Mac walks back to his room. He’s confused. He doesn’t remember if he has been walking around or standing still. He is at the foot of the stairs. He sees that. But he has no clear idea how he got there. These lapses in memory come more often. The one when he arrived at Roy’s was the worst. Something is happening he doesn’t understand.
He remembers a story. “What goes around comes around,”says the boss. “ Last week as I organize the wine room, Lorna comes to tell me Mr. Seghesio has some wine for me to try. I don’t know any Mr. Seghesio. I tell her to have him leave me a couple of bottles and I’ll get back to him. Next thing I know a sixty year-old Italian grape farmer stands next to me. ‘I don’t leave my wine for someone to taste. I taste it with them,’ he says. I want to be polite so I take him to the dining room and we taste his wine. I order a couple of bottles to appease him. He says I could get a discount if I ordered five cases. I guess I could do that I say. He says I will get a much better discount if order a hundred cases. That is well beyond my means I say. He says his bulk wine would be a good choice for my house wine. He offers to deliver it over time and to let me pay when I sell it. Brin, shows up. She sees we have a glow on. She says we should have lunch. Mr. Seghesio becomes my friend. He sends lots of customers to us. Over time I know I’ll earn back every dollar I spend on his wine and more. It’s called karma Mac.”

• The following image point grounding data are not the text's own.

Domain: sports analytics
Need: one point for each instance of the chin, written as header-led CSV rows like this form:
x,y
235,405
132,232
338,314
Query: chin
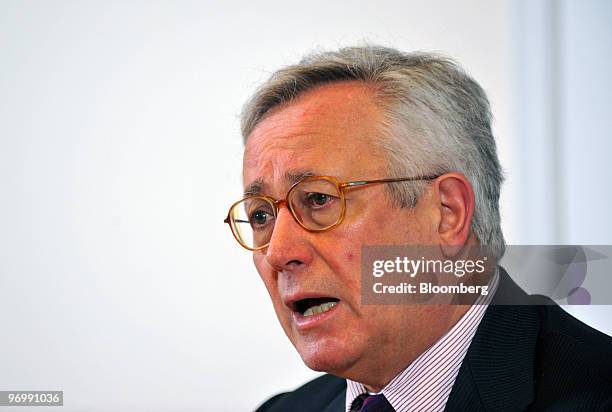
x,y
326,356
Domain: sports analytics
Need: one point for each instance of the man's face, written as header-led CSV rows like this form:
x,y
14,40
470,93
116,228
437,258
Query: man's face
x,y
332,131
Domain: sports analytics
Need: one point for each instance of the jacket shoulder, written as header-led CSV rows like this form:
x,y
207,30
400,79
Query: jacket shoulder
x,y
574,364
315,395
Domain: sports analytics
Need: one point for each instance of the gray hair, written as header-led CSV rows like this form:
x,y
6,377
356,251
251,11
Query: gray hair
x,y
438,120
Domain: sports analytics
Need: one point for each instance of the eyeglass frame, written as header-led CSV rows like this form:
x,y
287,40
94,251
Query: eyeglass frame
x,y
340,186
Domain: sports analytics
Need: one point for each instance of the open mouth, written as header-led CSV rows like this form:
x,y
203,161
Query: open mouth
x,y
314,306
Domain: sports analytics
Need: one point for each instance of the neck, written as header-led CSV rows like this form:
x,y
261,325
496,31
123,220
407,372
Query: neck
x,y
384,364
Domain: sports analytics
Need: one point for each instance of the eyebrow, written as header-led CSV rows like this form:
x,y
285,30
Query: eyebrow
x,y
257,187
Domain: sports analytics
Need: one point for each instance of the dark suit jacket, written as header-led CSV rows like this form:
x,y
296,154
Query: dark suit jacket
x,y
523,357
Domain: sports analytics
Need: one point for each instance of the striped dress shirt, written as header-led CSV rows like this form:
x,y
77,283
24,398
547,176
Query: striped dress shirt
x,y
426,383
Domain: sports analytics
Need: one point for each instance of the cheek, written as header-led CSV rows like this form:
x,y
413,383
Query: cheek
x,y
267,274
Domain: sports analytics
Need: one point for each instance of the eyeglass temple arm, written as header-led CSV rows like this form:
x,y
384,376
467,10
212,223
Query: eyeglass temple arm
x,y
399,179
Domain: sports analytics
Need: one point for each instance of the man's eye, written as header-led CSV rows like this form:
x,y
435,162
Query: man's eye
x,y
318,199
259,218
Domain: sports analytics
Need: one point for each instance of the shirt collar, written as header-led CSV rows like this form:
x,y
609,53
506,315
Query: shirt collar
x,y
427,382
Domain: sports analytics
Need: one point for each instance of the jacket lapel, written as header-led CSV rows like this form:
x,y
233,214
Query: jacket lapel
x,y
498,370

Is my confusion the result of bad karma? Does it have to do with those two men I saw in the coffee shop? Was it the result of breaking up Beth’s group at Roy’s? Or was it something from my past I can’t remember? Maybe there is no such thing as karma. Micah said the arc of the moral universe doesn’t point toward justice. Is what the boss says then really true, that what goes around comes around, both the bad and the good? I am stressed about being stressed. I am very sleepy.